In 1996 I participated in Caltech‘s Summer Undergraduate Research Fellowship program under the direction of two postdocs, Nicolas Cerf and Chris Adami (their big boss now works the halls of D.C.) The research project I worked on was to try to see whether quantum computers could efficiently solve NP-complete problems. Or as I like to say, my SURF was spent bashing my head up against the wall (and getting damn good at tensor products and spotting non-linear transforms, as you can see from my SURF writeup. John Preskill told me after my talk, in the first words he ever uttered in my direction: “that was a hard problem you worked on.”)
My SURF project was not my first introduction to quantum computing, but it was the first time I’d gotten a chance to bash my head up against the field, and something must have stuck. Because when I went to grad school in Berkeley in 1997, after a year of taking astrophysics courses (if the cosmic microwave background was distributed this way or that way on the sky, this or that cosmological model could be ruled out, how cool is that!) I stumbled back into quantum computing through the group of Chemistry Professor K. Birgitta Whaley and her postdoc Daniel Lidar. My first paper in quantum computing was published in 1999, and I’ve been a proud participant in the growing field of quantum information science ever sense.
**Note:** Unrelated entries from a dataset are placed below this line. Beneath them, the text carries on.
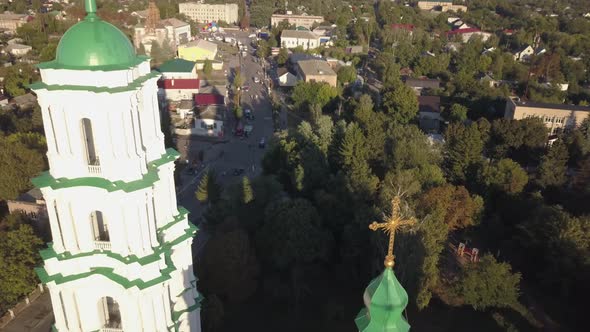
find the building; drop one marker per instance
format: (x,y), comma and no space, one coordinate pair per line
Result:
(557,117)
(293,38)
(441,5)
(9,22)
(18,50)
(172,31)
(316,70)
(286,79)
(524,54)
(429,113)
(305,21)
(206,13)
(198,50)
(31,204)
(466,34)
(120,257)
(419,84)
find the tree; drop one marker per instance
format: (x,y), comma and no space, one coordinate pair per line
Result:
(488,283)
(18,255)
(458,208)
(14,180)
(400,103)
(209,190)
(347,74)
(228,265)
(463,150)
(207,68)
(247,194)
(292,235)
(553,167)
(283,56)
(505,175)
Now that I’ve decided that it is time for a change and I’m moving out of the ivory tower and into the real world (academics, you see, manufacture their own reality, which is why they call everything outside of academia “the real world”), I thought it would be fun to indulge in a little bit of egotistical self-reflection, cataloging the joys that a decade plus spent in quantum computing has given me. The joys of all of the papers I’ve written and all of the cool quantum computing stuff I’ve see? No, that would be too easy. Instead I thought it would be fund to think about the kind of crazy things that happen to you as life sweeps you along. Or, as I like to say it, “Oh the places I’ve been!”
[Warning: self-flattering ego-inflating stories ahead!]
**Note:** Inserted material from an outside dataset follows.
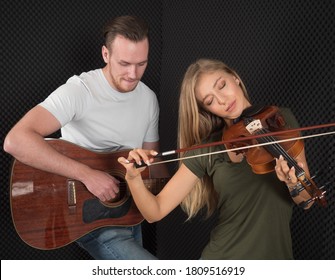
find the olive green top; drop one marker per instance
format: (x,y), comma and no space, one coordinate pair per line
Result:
(254,210)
Things I’ve gotten to do that were pretty damn awesome:
- I lectured a rich guy who’d just sold his company for many millions of dollars about quantum computing while standing on the walkway surrounding the 200-inch Hale telescope. This will definitely be the only time I’ve been driven to give a scientific talk in a limo!
- Parked my Mazda Miata with QUBITS license plate beside Murray Gell-Mann’s Range Rover sporting the license plate QUARKS while at the Santa Fe Institue. One day I missed a major missed opportunity because of this. Ben Schumacher was visiting the Santa Fe Institute… so I had the chance to get a picture of two people who have invented words that start with “Q”, that are in the dictionary, in front of two cars with license plates with those words! I shall never forgive myself for this missed opportunity.
- Played Isaac Newton to Scott Aaronson’s Gottfried Leibniz. Personally I think I got to play the more awesome scientist and damn if that Leibniz didn’t steal calculus from me.
- Gave a lecture at a summer school in Brisbane, Australia where I discussed a stabilizer code which contained the operators XXXX and ZZZZ. XXXX is the name of a beer in Australia, so I knew this would be awesome for jokes about beer and sleep. Unfortunately I didn’t notice that I had named the stabilizer group that these two operators generated Sex. The subsequent accident jokes had a few people rolling in the aisles.
- Participated in a joint US/Australia NSF workshop in which I got to see Andrew White grill Australia’s Minister for Industry, Science and Resources(?) about education policy. During that trip I also got my finger stuck in an eye bolt when we were out on a cruise of Sydney Harbor, and had to get unstuck with the help of a stick of butter and an NSF program manager. Oh, and I also got kicked into a nightclub on that trip.
- Quantum Beer Night in Berkeley (at the Albatross) became Quantum Margarita Night at Caltech, where it made the list of top geek hangouts in Popular Science!
- I got to hear Cormac McCarthy tell stories during SFI tea time, and found out that he deeply understands Bell inequalities. Also at SFI I tied myself up to the corners of the lecture hall during a talk to demonstrate how SU(2) is related to the real world.
- Got sick of looking at the arXiv every morning and so crowdsourced the daily task of filtering these posts by creating the website scirate.com. Thank you people for doing so much filtering for me, you really have saved me a lot of time.
- Gave a talk at Bungie about quantum video games.
- Gave a talk in which I tried to sound like Martin Luther King Jr (BOMB)
- Gave a talk that involved the use of subwoofers and speakers (sadly the file for this got corrupted and I no longer have the talk.)
- Kept students amused during their exams by drawing cartoons:
- Bought an iPhone and realized that it was a pain to surf for papers on the arXiv, so wrote an iPhone app for browsing the arXiv, arXiview.
- Got a comment on my blog from a Nobel prize winner in physics.
- Was once the top hit for the word “pontiff” on google. Take that Beattles!
- Had a word stolen from me by Stephen Colbert: “Jesi.” Okay, well maybe not, but the ensuing discussion of the proper plural of Jesus is amusing.